Welcome to our lesson on square roots. A square root of a number is a value that, when multiplied by itself, gives the original number. For example, the square root of 9 is 3, because 3 times 3 equals 9. We can visualize this with a square that has sides of length 3 units, giving us an area of 9 square units.
Perfect squares are numbers that have whole number square roots. These are the results when we multiply a whole number by itself. The first few perfect squares are 1, 4, 9, 16, 25, and so on. We can visualize these as actual squares where each side length corresponds to the square root, and the total area gives us the perfect square number.
The square root symbol is called a radical, and it looks like this.

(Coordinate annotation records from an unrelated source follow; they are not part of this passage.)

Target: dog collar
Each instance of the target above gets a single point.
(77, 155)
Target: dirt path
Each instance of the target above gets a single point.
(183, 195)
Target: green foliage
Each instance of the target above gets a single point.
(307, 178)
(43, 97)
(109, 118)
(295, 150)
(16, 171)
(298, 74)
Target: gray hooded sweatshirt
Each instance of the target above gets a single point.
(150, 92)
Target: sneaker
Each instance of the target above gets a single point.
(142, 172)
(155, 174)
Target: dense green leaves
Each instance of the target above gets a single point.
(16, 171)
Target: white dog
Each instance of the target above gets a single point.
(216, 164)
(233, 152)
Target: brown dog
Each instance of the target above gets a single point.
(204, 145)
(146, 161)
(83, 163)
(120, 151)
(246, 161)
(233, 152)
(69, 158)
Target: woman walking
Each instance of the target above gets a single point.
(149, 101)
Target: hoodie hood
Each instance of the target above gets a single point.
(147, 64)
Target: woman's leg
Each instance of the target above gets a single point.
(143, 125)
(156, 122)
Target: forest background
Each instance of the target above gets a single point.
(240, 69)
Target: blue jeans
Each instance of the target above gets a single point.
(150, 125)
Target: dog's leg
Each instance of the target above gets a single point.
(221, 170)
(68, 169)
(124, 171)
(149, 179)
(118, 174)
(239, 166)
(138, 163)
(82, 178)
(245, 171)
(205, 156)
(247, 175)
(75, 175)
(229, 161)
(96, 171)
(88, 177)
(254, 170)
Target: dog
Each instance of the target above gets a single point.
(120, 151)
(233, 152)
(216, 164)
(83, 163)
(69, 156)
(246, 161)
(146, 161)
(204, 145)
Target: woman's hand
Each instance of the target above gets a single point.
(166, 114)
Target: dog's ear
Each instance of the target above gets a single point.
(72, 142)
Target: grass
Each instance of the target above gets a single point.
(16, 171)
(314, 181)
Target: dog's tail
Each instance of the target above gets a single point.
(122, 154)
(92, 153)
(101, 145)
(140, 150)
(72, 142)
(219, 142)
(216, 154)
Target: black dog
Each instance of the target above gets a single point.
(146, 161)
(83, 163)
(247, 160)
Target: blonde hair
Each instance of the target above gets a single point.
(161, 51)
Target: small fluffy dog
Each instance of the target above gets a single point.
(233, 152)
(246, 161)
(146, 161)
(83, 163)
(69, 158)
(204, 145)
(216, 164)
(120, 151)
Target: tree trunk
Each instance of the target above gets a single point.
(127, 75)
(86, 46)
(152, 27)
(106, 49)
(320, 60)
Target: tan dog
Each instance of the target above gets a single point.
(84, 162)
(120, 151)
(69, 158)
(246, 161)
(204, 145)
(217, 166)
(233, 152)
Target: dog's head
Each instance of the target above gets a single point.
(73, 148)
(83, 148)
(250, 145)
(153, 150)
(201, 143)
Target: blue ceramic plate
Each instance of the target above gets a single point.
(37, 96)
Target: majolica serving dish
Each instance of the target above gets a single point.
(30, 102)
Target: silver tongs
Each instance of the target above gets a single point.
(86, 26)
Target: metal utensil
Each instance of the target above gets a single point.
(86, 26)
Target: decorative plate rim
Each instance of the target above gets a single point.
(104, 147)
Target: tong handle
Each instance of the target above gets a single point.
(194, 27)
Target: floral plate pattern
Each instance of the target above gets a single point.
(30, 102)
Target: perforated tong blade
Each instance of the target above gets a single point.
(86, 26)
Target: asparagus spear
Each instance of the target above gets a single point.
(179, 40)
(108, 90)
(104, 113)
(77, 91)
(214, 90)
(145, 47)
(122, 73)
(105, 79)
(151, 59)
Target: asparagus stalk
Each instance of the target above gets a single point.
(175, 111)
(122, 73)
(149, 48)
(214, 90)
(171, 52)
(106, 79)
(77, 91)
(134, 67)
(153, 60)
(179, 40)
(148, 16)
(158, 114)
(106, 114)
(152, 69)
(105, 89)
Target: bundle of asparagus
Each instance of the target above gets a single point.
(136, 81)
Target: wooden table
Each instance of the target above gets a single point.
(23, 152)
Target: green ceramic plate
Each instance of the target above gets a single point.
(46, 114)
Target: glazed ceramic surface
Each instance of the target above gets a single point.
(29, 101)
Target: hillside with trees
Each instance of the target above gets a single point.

The number under the radical symbol is called the radicand. When we write the square root of 16 equals 4, we're saying that 4 is the number that, when squared, gives us 16. Let's look at some more examples of square root notation.
Not all numbers are perfect squares. When we need to find the square root of a number like 8, we can estimate by finding which perfect squares it falls between. Since 8 is between 4 and 9, and we know that the square root of 4 is 2 and the square root of 9 is 3, we can conclude that the square root of 8 must be between 2 and 3. Using a calculator, we find that the square root of 8 is approximately 2.83.
Square roots have many practical applications, especially in geometry. One of the most famous uses is in the Pythagorean theorem, which helps us find the length of the hypotenuse in a right triangle. For example, if we have a triangle with sides of length 3 and 4, we can use the theorem: a squared plus b squared equals c squared. Substituting our values: 3 squared plus 4 squared equals c squared, which gives us 9 plus 16 equals c squared, so 25 equals c squared. Taking the square root of both sides, we get c equals the square root of 25, which equals 5.